Drabble: Reunion
Your favourite secondary school teacher died a few months ago. Cancer. It was slow. They had time to settle their affairs before they went.
This week you'll attend your twentieth high-school reunion. You don't really want to, but the one friend you're still in contact with (sometimes she likes your status on Facebook, every few years you leave a "Happy Belated Birthday!" comment on her blog) has convinced you to come along. It will be no fun without you, she says. I don't really have anything to say to anyone else.
You don't ask why she's going. You just say yes.
You're at the reunion. No one tells you about the teacher who passed away. No one really remembers who you are. That's fine, because you don't really remember them either. You vaguely recognise the face of the guy who played a part alongside you in the school play. He's too big for the button-up shirt he's wearing. And he's breathing through his mouth. You keep your distance. There's nothing to say, anyway.

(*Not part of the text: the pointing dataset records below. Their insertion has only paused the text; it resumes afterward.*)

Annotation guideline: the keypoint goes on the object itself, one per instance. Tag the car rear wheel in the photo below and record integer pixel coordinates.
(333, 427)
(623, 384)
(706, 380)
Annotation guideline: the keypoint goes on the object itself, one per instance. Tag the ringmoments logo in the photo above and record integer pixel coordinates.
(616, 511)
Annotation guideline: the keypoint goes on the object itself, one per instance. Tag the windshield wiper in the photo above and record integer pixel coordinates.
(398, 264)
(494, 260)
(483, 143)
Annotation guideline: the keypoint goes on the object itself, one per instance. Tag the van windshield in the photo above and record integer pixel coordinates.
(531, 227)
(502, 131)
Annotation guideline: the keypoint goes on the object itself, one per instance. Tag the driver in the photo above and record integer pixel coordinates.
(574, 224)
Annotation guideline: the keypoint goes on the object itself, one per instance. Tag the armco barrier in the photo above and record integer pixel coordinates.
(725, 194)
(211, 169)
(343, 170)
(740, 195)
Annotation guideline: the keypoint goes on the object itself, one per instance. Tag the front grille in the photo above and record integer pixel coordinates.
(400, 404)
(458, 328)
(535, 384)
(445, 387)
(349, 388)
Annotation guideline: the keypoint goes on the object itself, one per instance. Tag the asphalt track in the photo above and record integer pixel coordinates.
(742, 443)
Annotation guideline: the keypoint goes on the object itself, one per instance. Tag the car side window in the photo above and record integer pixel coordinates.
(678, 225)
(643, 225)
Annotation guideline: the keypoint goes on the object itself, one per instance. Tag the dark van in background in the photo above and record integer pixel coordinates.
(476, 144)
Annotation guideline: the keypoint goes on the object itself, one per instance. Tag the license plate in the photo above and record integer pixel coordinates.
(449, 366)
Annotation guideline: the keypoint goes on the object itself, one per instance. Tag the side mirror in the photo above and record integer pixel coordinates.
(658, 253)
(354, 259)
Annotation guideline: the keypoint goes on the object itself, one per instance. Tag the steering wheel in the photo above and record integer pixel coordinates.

You pick at your scalp, at a scab that has been with you a month now - never quite healing, always scratched away before its time. Every time it comes off, the wound is smaller. Soon it will be gone. You dyed your hair last night, so today the scab is an odd colour. You flick it to the floor. Someone is whispering about an absentee. A "surprise lesbian", whatever that means.
"Well, I hope she never liked me!" The woman laughs, pats at at tears that aren't there. She air-kisses people when she sees them. You can just tell.
There's a sound. Water dripping, getting louder. You look up. There's a leak in the ceiling. Maybe from an air conditioning unit. You once stayed in a hotel room like that - drip, drip drip all night long. Right next to the wardrobe - you kept your clothing in the bedside table instead. You complained, which is to say that you mentioned the problem in a neutral tone of voice and didn't push the issue. It didn't get fixed. You left after two nights, anyway. No need to make a fuss. Although you couldn't get the smell of mould out of your fabric-lined suitcase for days.
The dripping is getting faster. In fact, it's less like a drip, and more like a small stream. You step backwards as the roof caves in.